Friday, November 8, 2013

Wolverine and the X-Men #36 (HERE BE SPOILERS!)

One of the main complaints that I (and, well, pretty much everyone who read it) had about the "Age of Ultron" event was that the pacing was totally bizarre.  First, we didn't wind up seeing Ultron until the last issue.  Second, the characters spent so much time jumping from era to era that it was hard to tell who was doing what, when and why.  Conversely, the X-scribes have really done a spectacular job of hitting their marks in this event.  Aaron brings us to the point that we all knew that we had to reach, with original Jean learning of her future from future Jean, who we learn is actually future-original Jean and not future-present Jean.

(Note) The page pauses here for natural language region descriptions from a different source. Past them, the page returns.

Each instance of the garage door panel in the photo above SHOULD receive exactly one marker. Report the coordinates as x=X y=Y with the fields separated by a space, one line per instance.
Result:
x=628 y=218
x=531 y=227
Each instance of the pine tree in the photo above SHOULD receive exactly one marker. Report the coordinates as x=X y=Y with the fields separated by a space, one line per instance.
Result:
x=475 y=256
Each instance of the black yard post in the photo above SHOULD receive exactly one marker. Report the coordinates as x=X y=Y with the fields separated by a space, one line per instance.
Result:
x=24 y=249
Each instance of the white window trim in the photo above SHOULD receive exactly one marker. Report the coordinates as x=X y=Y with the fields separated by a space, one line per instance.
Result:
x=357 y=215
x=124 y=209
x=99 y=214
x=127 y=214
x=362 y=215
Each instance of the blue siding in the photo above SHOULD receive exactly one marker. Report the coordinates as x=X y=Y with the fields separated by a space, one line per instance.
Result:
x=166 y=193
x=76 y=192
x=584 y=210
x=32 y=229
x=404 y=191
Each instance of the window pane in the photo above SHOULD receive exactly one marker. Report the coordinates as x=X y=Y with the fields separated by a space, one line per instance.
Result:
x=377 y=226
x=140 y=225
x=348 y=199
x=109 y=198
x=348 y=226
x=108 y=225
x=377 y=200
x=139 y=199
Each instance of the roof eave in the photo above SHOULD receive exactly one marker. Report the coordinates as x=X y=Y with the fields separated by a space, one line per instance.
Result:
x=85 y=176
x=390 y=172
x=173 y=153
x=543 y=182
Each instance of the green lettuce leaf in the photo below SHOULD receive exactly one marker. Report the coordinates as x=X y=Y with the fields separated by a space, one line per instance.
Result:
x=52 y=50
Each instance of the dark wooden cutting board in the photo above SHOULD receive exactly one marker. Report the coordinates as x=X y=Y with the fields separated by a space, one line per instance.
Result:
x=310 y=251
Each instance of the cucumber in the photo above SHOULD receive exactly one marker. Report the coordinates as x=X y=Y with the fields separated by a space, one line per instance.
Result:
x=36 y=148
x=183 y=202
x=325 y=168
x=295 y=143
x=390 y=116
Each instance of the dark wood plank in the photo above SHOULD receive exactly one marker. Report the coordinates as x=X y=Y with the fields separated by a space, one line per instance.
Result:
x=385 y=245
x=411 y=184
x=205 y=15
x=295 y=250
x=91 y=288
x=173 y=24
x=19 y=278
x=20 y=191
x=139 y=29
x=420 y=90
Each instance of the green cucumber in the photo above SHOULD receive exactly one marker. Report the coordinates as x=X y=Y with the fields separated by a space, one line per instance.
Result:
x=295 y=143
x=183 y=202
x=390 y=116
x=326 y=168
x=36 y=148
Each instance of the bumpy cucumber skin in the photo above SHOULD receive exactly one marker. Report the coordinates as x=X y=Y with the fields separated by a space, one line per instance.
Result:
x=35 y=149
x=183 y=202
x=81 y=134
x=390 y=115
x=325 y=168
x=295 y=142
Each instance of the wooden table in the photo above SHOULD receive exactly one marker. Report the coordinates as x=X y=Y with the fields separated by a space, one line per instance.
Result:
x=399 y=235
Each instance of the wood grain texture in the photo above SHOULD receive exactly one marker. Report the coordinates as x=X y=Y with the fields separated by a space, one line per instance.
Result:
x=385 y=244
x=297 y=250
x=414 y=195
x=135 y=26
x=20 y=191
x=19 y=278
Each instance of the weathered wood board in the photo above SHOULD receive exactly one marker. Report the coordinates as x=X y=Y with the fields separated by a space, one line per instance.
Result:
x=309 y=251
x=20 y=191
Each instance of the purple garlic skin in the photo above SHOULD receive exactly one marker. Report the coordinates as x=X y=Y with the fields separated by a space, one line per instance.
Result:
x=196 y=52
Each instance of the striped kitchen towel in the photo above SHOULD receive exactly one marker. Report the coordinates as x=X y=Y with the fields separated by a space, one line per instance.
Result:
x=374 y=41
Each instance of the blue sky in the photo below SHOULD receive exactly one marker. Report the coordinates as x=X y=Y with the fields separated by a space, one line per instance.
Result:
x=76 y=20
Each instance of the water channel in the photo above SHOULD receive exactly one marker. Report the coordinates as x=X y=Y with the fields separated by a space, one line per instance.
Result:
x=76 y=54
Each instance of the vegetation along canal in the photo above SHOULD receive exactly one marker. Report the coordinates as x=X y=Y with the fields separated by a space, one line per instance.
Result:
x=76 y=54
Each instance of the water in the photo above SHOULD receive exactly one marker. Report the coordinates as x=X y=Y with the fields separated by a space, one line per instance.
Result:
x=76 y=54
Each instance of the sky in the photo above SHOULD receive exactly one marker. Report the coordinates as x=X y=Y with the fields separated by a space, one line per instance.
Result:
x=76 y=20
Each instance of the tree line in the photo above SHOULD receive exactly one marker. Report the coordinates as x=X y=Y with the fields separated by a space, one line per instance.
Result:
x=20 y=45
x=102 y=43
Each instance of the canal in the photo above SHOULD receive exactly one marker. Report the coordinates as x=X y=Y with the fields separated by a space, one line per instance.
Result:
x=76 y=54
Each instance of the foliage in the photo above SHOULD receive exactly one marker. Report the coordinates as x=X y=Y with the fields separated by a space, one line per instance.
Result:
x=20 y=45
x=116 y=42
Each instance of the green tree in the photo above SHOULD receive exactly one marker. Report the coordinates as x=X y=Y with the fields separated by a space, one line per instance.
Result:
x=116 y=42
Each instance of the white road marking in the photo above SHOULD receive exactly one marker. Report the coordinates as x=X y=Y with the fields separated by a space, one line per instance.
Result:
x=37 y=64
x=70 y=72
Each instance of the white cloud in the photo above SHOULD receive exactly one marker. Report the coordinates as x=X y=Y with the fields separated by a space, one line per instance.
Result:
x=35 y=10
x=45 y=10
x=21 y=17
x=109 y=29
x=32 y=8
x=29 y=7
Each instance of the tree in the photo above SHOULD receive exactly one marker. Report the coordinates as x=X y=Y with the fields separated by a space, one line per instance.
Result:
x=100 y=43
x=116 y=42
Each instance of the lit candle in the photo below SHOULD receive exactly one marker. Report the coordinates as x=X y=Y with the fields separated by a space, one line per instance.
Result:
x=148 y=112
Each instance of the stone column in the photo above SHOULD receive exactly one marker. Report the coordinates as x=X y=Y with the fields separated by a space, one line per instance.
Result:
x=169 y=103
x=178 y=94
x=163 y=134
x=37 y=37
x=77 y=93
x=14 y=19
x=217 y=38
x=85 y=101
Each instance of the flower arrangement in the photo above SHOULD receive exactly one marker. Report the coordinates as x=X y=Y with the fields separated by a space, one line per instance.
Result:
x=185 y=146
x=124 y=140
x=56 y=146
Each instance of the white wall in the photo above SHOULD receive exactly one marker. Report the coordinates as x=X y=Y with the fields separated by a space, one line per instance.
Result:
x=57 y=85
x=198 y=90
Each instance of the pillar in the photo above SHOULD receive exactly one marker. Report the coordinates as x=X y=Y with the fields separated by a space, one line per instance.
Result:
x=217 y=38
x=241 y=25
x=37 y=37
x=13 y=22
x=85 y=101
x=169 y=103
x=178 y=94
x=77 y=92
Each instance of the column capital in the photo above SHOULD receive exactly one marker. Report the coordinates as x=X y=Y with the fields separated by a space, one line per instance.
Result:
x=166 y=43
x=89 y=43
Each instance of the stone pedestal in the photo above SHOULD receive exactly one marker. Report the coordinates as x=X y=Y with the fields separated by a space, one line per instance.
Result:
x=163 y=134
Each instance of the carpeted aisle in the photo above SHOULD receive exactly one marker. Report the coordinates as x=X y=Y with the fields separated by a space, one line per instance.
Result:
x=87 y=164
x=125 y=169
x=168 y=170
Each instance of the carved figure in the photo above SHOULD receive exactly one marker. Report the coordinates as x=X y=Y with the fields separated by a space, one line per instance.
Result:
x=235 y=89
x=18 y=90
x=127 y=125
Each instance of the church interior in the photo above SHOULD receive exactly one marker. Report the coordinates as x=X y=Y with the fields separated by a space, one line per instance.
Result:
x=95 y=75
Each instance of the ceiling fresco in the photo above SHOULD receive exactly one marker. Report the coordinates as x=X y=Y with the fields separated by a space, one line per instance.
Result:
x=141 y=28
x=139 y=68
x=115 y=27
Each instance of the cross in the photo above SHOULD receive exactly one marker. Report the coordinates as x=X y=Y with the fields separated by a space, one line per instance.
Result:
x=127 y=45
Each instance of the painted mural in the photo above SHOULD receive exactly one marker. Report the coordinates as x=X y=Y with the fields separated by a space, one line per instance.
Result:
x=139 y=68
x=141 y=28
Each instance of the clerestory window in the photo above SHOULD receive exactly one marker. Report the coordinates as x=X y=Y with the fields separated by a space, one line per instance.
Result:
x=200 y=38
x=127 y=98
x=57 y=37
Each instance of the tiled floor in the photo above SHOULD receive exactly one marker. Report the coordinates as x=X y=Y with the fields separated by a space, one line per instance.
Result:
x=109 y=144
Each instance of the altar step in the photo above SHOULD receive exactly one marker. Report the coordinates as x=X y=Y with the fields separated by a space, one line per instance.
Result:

(As confusing as it sounds, it actually makes sense.  I had mentioned previously that we had to learn, at some point, how original Jean traveling into the present changed her future, given the assumption that her advanced powers meant that Professor X wouldn't be able to simply erase all repercussion of their "visit" with a timely mind-wipe.  Events so far imply that original Scott maintains a connection to present Scott -- given the latter's disappearance as a result of the former's death -- but it's unclear what connection original Jean maintains with present - a.k.a. dead - Jean.  In other words, original Jean hasn't done something that suddenly resurrects present Jean, as far as we know; her connection is only to future Jean.  It implies that the repercussions of their travel are so far constrained, since nothing in the present - except for Scott's brief disappearance - has changed.  Future-original Jean is a creation of the new timeline created when original Jean came into the present; she's not the result of a change to present - a.k.a. dead - Jean.  But, again, it's unclear how long we can expect that these events not affecting the present will be the case.)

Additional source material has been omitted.